It wasn't in my top five - but liked it overall for it's general quality. Cheers, -J
The script itself was ok, it lacked in the description area and I felt like it was rushed out in one night. Not sure of the time period it`s supposed to be? But pretty cool that you brought satan into it..
Sorry but it didnt really work for me... If it becomes a feature ill wait and see.
Good on you for contributing to the game! Your descriptives are a little chewy at times.
P. 2 I’m confused by Lawrence’s reaction to Silvia.
P. 2 The hoity-toity tone of the dialogue grinds my gears.
P. 5 The secular dialogue is wearing down my patience. There’s only so much mouth footsies I’m gonna tolerate.
P. 6 Expository blob. Silvia, you know you have to take her with you. Your home is the safest place in the world.
Lawrence knows that Silvia knows he knows her place is safe. So why say it like that? Stricyly for the reader... And the reader knows that you should know better.
Finished. I was unsure if this was a short or a feature. The descriptions were hard to follow at times. The narrative had more exposition than action. That combo makes for a challenging read. Consider loosening it up and getting more visual.
Regards, E.D.
LATEST NEWS CineVita Films is producing a short based on my new feature!
Hmmm… I'm going to have to be honest, but this script didn't really work for me at all. I'm sorry. It started out with a bunch of characters being introduced which can be confusing and then charming cavalier came along and I was sort of annoyed at that. I thought the dialogue was a weak point and Sylvia especially sounded like a man rather than a woman to me. I was also confused at times of what was going on. I feel terrible saying this, but I felt I needed to be honest.
Page 1. Charming cavalier, why not introduce him with the proper name?
Page 3. I'm not very good at French but I think you spelled Château wrong.

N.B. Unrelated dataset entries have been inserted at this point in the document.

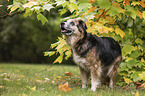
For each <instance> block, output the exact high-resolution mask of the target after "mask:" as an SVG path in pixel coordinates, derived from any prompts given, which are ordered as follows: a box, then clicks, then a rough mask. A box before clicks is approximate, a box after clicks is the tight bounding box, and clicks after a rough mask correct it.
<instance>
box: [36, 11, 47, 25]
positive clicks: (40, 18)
mask: <svg viewBox="0 0 145 96" xmlns="http://www.w3.org/2000/svg"><path fill="white" fill-rule="evenodd" d="M37 19H38V20H40V21H41V22H42V24H43V25H44V24H45V23H46V22H48V20H47V18H46V17H45V16H43V15H42V14H41V13H39V14H37Z"/></svg>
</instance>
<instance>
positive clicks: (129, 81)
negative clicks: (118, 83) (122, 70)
mask: <svg viewBox="0 0 145 96" xmlns="http://www.w3.org/2000/svg"><path fill="white" fill-rule="evenodd" d="M123 78H124V81H125V82H126V83H127V84H129V83H131V82H132V80H130V79H129V78H125V77H123Z"/></svg>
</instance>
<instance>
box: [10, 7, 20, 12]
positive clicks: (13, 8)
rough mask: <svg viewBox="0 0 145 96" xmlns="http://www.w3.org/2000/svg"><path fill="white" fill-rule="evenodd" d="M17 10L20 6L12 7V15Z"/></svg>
mask: <svg viewBox="0 0 145 96" xmlns="http://www.w3.org/2000/svg"><path fill="white" fill-rule="evenodd" d="M16 9H18V6H12V7H11V11H10V13H12V12H13V11H15V10H16Z"/></svg>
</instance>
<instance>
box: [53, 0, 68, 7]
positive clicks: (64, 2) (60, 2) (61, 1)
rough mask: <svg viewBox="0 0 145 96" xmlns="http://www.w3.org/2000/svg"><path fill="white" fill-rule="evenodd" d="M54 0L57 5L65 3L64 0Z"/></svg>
mask: <svg viewBox="0 0 145 96" xmlns="http://www.w3.org/2000/svg"><path fill="white" fill-rule="evenodd" d="M55 1H56V4H57V5H56V6H59V5H63V4H64V3H66V1H65V0H55ZM63 7H65V6H63Z"/></svg>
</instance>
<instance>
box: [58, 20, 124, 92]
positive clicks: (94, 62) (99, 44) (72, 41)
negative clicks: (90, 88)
mask: <svg viewBox="0 0 145 96" xmlns="http://www.w3.org/2000/svg"><path fill="white" fill-rule="evenodd" d="M86 29H87V26H86V24H85V23H84V21H82V20H80V19H69V20H68V21H66V22H61V33H62V34H63V35H65V36H66V42H67V43H68V44H69V45H70V47H71V48H72V51H73V59H74V61H75V63H76V64H77V65H78V66H79V68H80V72H81V75H82V88H86V87H87V85H88V78H89V76H90V75H91V90H92V91H95V90H96V88H97V87H98V86H99V85H102V84H105V83H106V82H109V86H110V87H113V83H114V79H115V77H116V75H117V73H118V69H119V65H120V63H121V59H122V56H121V48H120V45H119V44H118V43H117V42H116V41H115V40H114V39H112V38H110V37H97V36H95V35H92V34H91V33H87V32H86Z"/></svg>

Why on earth would you write freaking expensive shoes. It takes me out of the script as it feels like the writer is annoyed.
I'm also starting to become a little bit confused here... Just saying.

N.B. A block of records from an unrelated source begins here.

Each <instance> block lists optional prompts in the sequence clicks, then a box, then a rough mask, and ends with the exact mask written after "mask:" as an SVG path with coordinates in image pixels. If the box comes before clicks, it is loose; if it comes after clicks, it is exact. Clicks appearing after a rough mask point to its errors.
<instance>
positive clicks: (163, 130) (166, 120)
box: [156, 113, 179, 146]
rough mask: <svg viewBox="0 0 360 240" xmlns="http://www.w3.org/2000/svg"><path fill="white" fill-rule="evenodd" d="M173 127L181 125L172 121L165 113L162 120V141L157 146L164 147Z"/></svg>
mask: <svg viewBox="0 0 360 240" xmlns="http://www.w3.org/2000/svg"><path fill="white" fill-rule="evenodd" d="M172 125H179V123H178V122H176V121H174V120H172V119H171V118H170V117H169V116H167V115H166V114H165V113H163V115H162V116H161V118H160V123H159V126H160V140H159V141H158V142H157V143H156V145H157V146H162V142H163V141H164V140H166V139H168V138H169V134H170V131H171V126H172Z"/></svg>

Page 4. A blend of fear and relief on his face. Will take a good actor to pull that off.
Confusion again. I guess I must've missed something. Is Tesha close to dying? How did that happen?
Page 5. Sylvia speaks exactly like a man.
I definitely do not like Sylvia.
Page 6. I think there's a typo in the last line of the dialogue.
Page 7. Same thing with angry man.
A preposterous thing is that there is not a single sign on the TV set!! What on earth is that supposed to mean?
Page 8. I guess I missed something again, but why is there dried up blood on Sylvia's knuckles?
Your asides take me out of the story.
Page 9. Kind of clumsy writing there at the beginning. I thought the horse was coming inside.